The Bursar opened and shut his mouth a few times.
‘I’m looking forward to it,’ Poons went on. ‘I think it might, mm, be jolly good fun.’
The Bursar riffled desperately through his limited repertoire of small talk relating to women. He leaned down to Windle’s gnarled ear.
‘Isn’t there rather a lot of,’ he struck out aimlessly, ‘washing things? And making beds and cookery and all that sort of thing?’
‘Not in the kind of, mm, life I have in mind,’ said Windle firmly.
The Bursar shut his mouth. The Archchancellor banged on a table with a spoon.

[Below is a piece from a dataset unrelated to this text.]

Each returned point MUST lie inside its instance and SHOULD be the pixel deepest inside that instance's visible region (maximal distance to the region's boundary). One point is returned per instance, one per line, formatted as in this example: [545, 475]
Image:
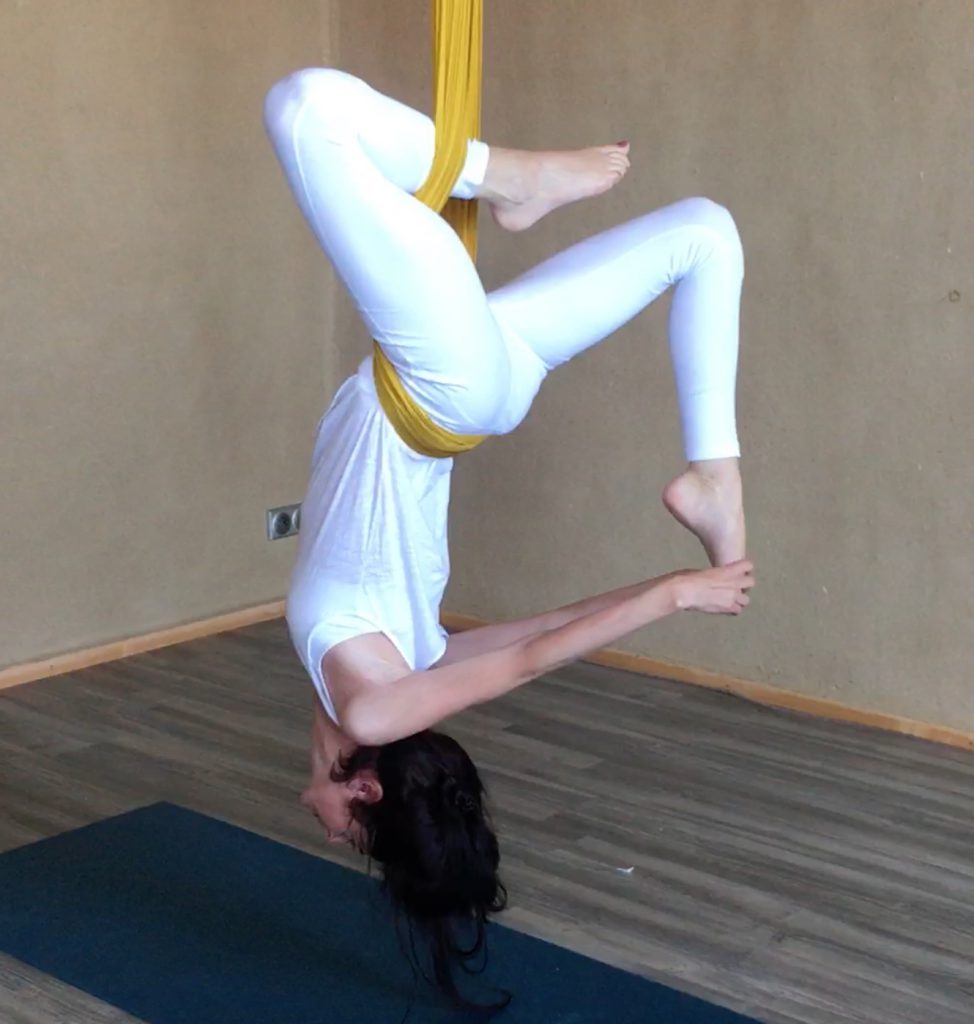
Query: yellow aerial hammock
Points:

‘Brothers—’ he began, when there was something approaching silence. This prompted a loud and ragged chorus of cheering.
‘—As you all know we are here tonight to mark the, ah, retirement’ — nervous laughter — ‘of our old friend and colleague Windle Poons. You know, seeing old Windle sitting here tonight puts me in mind, as luck would have it, of the story of the cow with three wooden legs. It appears that there was this cow, and—’
The Bursar let his mind wander. He knew the story. The Archchancellor always mucked up the punch line, and in any case he had other things on his mind.
He kept looking back at the little table.
The Bursar was a kindly if nervous soul, and quite enjoyed his job. Apart from anything else, no other wizard wanted it. Lots of wizards wanted to be Archchancellor, for example, or the head of one of the eight orders of magic, but practically no wizards wanted to spend lots of time in an office shuffling bits of paper and doing sums. All the paperwork of the University tended to accumulate in the Bursar’s office, which meant that he went to bed tired at nights but at least slept soundly and didn’t have to check very hard for unexpected scorpions in his night-shirt.
Killing off a wizard of a higher grade was a recognised way of getting advancement in the orders. However, the only person likely to want to kill the Bursar was someone else who derived a quiet pleasure from columns of numbers, all neatly arranged, and people like that don’t often go in for murder.[2]
He recalled his childhood, long ago, in the Ramtop Mountains. He and his sister used to leave a glass of wine and a cake out every Hogswatchnight for the Hogfather. Things had been different, then. He’d been a lot younger and hadn’t known much and had probably been a lot happier.
For example, he hadn’t known that he might one day be a wizard and join other wizards in leaving a glass of wine and a cake and a rather suspect chicken vol-au-vent and a paper party hat for …
… someone else.
There’d been Hogswatch parties, too, when he was a little boy. They’d always follow a certain pattern. Just when all the children were nearly sick with excitement, one of the grown-ups would say, archly, ‘I think we’re going to have a special visitor!’ and, amazingly on cue, there’d be a suspicious ringing of hog bells outside the window and in would come …
… in would come …
The Bursar shook his head. Someone’s grandad in false whiskers, of course. Some jolly old boy with a sack of toys, stamping the snow off his boots. Someone who gave you something.
Whereas tonight …
Of course, old Windle probably felt different about it. After one hundred and thirty years, death probably had a certain attraction. You probably became quite interested in finding out what happened next.
The Archchancellor’s convoluted anecdote wound jerkily to its close. The assembled wizards laughed dutifully, and then tried to work out the joke.
The Bursar looked surreptitiously at his watch. It was now twenty minutes past nine.
2
At least, until the day they suddenly pick up a paperknife and carve their way out through Cost Accounting and into forensic history.